Sie lächelte und zog meinen Kopf zu sich herunter, um mich erneut zu küssen.

„Beweise es.“

„Nun, das würde ich ja gerne, aber du machst auf mich nicht den Eindruck, als würdest du dich in absehbarer Zeit von deiner Kleidung trennen wollen, oder irre ich mich da?“

„Ich dachte, um dieses winzige Detail würdest du dich vielleicht gerne selbst kümmern wollen...?“

Ich starrte sie fasziniert an und schüttelte fassungslos den Kopf.

„All diese verschwendeten Jahre...“, murmelte ich, „Wenn ich das früher gewusst hätte...“

„Schon gut“, antwortete sie beruhigend, „Wir waren vorher nicht dafür bereit. Ich weiß eigentlich nicht einmal, ob wir es jetzt sind, aber ich denke, es ist den Versuch wert.“

Ich weiß noch immer nicht, woher Anne von der Packung mit Kondomen gewusst hatte, die ich in der untersten Schublade meine Nachttisches aufbewahrte – nur für den Fall der Fälle. Seit mir meine Gefühle für sie bewusst geworden waren hatte ich sie entsorgen wollen, da ich sicher war, dass sie ein Problem damit hätte – sie war mir immer wie die Art Mädchen erschienen, das die Dinge in einer Beziehung langsam angehen ließ. Offenbar hatte ich mich geirrt, abgesehen von dem  es langsam angehen lassen-Teil – wobei ich mich damals nicht explizit auf den Geschlechtsakt bezogen hatte. Sie ließ sich Zeit damit, meine Brust und meinen Rücken zu berühren, ihre Hände durch mein Haar gleiten zu lassen und jeden Zentimeter meines Oberkörpers zu küssen – und den unteren Teil meines Körpers dabei komplett zu ignorieren. Nach ein paar Minuten konnte ich nicht mehr klar denken und kaum noch an mich halten. Ich klammerte mich an Anne wie ein Ertrinkender. Erst dann erlaubte sie mir, die Führung zu übernehmen und schlussendlich Erlösung zu finden.

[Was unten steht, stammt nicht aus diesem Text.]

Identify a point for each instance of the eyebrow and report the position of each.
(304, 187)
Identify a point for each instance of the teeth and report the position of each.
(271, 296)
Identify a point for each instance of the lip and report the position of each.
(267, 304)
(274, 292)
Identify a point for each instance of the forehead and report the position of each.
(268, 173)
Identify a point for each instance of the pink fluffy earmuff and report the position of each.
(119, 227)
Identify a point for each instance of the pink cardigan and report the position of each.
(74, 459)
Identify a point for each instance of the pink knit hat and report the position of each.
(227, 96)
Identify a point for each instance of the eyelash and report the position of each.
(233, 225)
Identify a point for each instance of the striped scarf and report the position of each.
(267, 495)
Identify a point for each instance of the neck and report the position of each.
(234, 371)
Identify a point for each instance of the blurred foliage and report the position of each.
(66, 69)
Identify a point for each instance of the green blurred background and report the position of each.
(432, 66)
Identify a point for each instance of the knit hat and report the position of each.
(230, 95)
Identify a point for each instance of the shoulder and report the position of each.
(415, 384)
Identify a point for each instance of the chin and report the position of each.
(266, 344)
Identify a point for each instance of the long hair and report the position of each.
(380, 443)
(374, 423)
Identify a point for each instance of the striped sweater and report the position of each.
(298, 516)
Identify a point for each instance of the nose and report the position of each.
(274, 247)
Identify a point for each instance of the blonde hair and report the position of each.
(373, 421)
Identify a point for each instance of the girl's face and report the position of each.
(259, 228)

Erschöpft, aber vollkommen überwältigt lag ich neben ihr, unsere Körper mit Schweiß bedeckt, unsere Finger ineinander verschlungen. Während ich ihren in Mondlicht getauchten nackten Körper betrachtete, berührte ich die Stelle an meiner Hüfte, an der der Schnitt sich zuvor befunden hatte.

Diese Frau war es nicht bloß wert, verwundet zu werden – sie war es wert, für sie zu sterben.